Although there are benefits to virtual focus groups and convenings, we are mindful of inequities in access to and familiarity with technology that may be prohibitive of participation. To help participants feel prepared to participate in a digital focus group, we actively inquire about accessibility, clearly communicate instructions, and encourage questions prior to the meeting. Often collecting data through multiple means (e.g., email survey in addition to video calls) can help meet participants where they are, and many video platforms allow for phone dial-in for those without internet access. We also encourage participants to complete a preparedness checklist to ensure they have basic technology and information necessary to participate in the focus group (e.g., instructions to access and download the video platform prior to the meeting, review the group expectations and agreements). This also allows us to address questions and ensure participants’ comfort in advance of the meeting.
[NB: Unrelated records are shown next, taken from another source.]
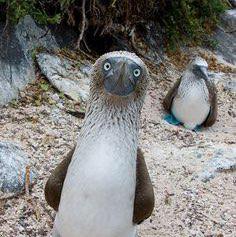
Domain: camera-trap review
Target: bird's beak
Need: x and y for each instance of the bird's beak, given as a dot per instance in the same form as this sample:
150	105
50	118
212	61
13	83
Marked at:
120	82
204	74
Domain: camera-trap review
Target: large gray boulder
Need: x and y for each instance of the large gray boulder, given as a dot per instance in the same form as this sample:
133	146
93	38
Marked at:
225	35
13	164
68	76
16	63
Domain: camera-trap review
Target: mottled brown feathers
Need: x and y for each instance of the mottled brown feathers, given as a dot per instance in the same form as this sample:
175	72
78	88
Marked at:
211	118
55	182
144	198
167	102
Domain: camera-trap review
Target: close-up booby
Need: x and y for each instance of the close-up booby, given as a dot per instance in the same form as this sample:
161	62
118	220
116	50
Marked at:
102	188
192	100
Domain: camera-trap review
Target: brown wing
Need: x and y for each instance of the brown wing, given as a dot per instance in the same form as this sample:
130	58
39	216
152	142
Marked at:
170	95
144	194
55	182
210	120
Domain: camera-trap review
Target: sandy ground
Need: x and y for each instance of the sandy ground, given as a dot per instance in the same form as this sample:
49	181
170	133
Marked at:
184	206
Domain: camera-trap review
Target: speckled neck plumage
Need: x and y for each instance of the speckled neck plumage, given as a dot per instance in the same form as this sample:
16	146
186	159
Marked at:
121	115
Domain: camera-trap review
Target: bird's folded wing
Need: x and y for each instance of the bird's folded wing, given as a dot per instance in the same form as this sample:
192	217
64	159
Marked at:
211	118
55	182
167	103
144	195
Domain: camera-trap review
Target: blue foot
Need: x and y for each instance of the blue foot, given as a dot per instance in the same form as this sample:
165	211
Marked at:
170	118
198	128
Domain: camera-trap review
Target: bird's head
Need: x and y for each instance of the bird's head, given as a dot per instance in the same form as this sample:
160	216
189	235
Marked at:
121	75
199	67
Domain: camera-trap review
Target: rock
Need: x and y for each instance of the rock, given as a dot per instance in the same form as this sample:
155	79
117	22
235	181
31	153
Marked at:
229	20
69	77
13	163
233	3
16	63
230	86
225	35
223	160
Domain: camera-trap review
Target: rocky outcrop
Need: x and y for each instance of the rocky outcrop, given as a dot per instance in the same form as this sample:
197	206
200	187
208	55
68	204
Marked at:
69	77
13	166
16	63
225	35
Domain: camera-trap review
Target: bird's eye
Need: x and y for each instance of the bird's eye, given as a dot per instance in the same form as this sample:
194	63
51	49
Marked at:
107	66
136	72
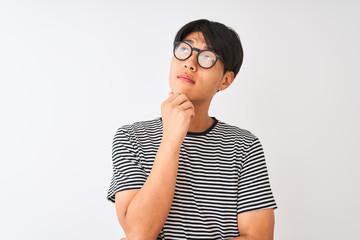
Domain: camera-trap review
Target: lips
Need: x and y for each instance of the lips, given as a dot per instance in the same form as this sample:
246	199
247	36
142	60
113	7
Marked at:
186	78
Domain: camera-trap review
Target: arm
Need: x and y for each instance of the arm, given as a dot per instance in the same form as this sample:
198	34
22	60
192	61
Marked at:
142	213
256	225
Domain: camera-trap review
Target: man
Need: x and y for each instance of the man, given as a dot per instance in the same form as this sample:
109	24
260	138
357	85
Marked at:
187	175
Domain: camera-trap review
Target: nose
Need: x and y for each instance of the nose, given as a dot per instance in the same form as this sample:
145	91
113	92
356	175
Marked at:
191	62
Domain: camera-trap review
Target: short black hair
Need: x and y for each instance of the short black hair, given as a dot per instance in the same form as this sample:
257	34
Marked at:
222	39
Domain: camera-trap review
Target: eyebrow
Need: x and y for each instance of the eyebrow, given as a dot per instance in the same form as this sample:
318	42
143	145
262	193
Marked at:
192	42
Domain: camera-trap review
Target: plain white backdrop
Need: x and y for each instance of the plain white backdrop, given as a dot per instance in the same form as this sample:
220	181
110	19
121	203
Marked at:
72	72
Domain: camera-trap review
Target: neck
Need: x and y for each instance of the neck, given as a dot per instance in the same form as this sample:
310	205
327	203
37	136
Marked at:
201	121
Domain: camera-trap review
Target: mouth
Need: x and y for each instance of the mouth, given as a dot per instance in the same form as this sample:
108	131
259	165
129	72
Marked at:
186	78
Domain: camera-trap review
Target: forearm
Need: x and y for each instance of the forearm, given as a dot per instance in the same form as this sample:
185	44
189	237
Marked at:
148	210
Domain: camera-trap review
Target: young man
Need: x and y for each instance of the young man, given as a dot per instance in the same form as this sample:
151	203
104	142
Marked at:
187	175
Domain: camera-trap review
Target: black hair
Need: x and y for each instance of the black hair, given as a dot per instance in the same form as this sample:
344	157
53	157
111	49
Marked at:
222	39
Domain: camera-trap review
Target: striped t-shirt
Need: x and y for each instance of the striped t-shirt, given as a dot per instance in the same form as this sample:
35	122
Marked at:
222	172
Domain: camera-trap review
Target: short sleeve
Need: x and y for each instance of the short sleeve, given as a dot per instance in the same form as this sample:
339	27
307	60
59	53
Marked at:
127	170
254	191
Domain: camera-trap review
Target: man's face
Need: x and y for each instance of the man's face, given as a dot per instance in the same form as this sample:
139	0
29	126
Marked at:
187	77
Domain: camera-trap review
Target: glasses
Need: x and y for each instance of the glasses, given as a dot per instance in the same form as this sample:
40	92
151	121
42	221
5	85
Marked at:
205	58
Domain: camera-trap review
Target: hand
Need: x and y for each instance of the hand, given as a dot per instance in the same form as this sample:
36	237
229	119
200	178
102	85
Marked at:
176	112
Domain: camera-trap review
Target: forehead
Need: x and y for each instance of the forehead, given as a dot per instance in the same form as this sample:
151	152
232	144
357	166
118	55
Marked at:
196	39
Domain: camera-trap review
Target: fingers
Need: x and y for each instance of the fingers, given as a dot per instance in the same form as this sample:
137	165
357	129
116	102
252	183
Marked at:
178	98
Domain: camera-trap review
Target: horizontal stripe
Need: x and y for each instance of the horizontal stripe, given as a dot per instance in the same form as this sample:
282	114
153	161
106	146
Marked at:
221	173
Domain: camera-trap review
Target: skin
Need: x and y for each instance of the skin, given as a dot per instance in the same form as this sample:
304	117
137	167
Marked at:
142	213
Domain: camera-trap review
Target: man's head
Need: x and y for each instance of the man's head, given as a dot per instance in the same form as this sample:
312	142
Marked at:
207	57
219	37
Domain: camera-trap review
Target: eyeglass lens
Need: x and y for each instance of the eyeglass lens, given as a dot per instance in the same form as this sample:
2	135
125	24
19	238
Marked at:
206	58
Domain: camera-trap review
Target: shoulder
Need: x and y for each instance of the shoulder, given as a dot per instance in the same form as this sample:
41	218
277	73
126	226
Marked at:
140	128
234	132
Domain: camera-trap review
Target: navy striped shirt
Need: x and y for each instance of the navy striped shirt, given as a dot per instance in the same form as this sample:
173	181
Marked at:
222	172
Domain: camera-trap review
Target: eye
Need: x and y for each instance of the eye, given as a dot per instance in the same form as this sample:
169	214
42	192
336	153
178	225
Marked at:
184	49
207	58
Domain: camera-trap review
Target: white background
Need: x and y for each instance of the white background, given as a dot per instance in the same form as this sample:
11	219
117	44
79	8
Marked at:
72	72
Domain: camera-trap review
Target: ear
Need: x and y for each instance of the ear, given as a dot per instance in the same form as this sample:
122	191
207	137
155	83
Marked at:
226	80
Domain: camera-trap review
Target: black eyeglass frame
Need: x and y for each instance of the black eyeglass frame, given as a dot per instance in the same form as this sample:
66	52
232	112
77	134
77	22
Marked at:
197	57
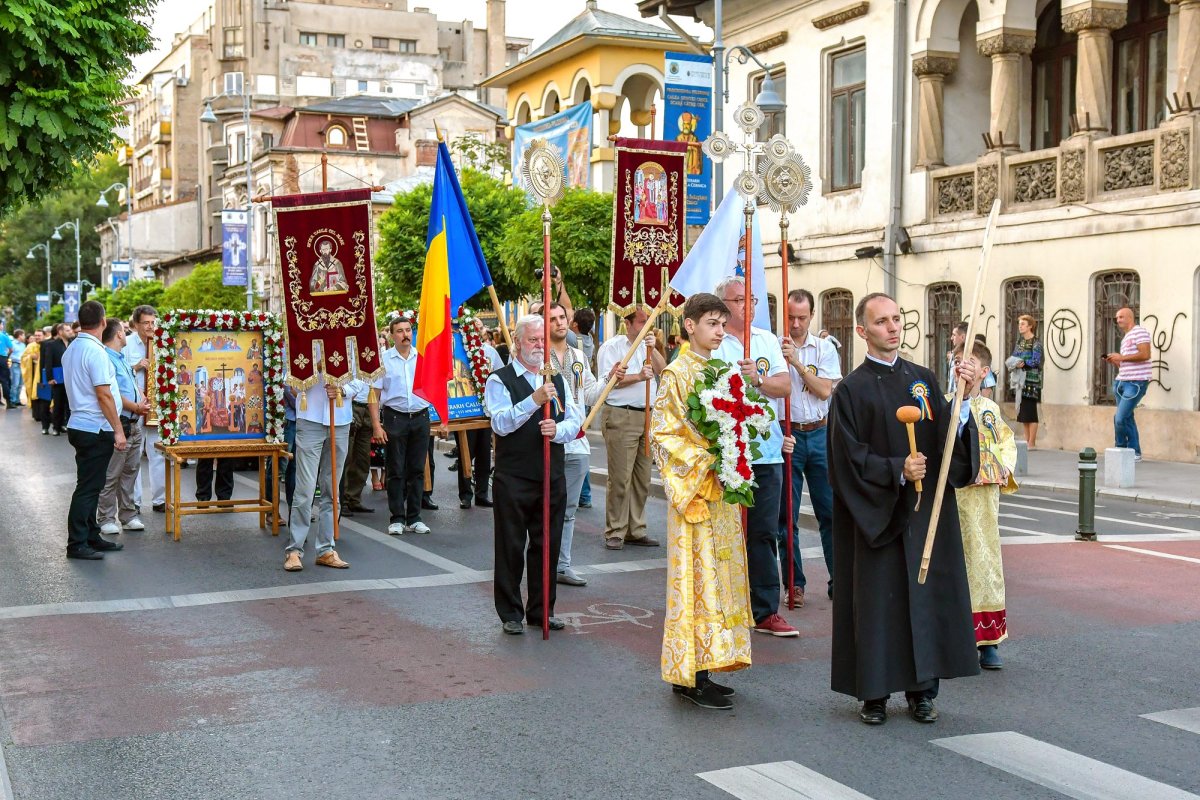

Though COVID-19 has brought darkness and unexpected change to the world, we are drawing light from the situation we are in. The pandemic has provided us an important moment of reflection in our daily practices. With this we have recommitted to the pieces of our work and relationships that are most important, and we are more committed than ever to using the power of data to build thriving communities. Some of our adapted approaches build upon goals we’ve always held, such as bringing empathy and equity to the work. Others are novel approaches to connecting community members and creating contingency plans for projects that can no longer be executed as originally planned.
In sharing what we are experiencing and learning, we hope to spark a conversation about how we can evolve and strengthen evaluation work during uncertain times. As a field, we must recommit to why we do our work, and consider opportunities to work together and share the lessons and insights we are gaining during this time to improve our practices in the long-term.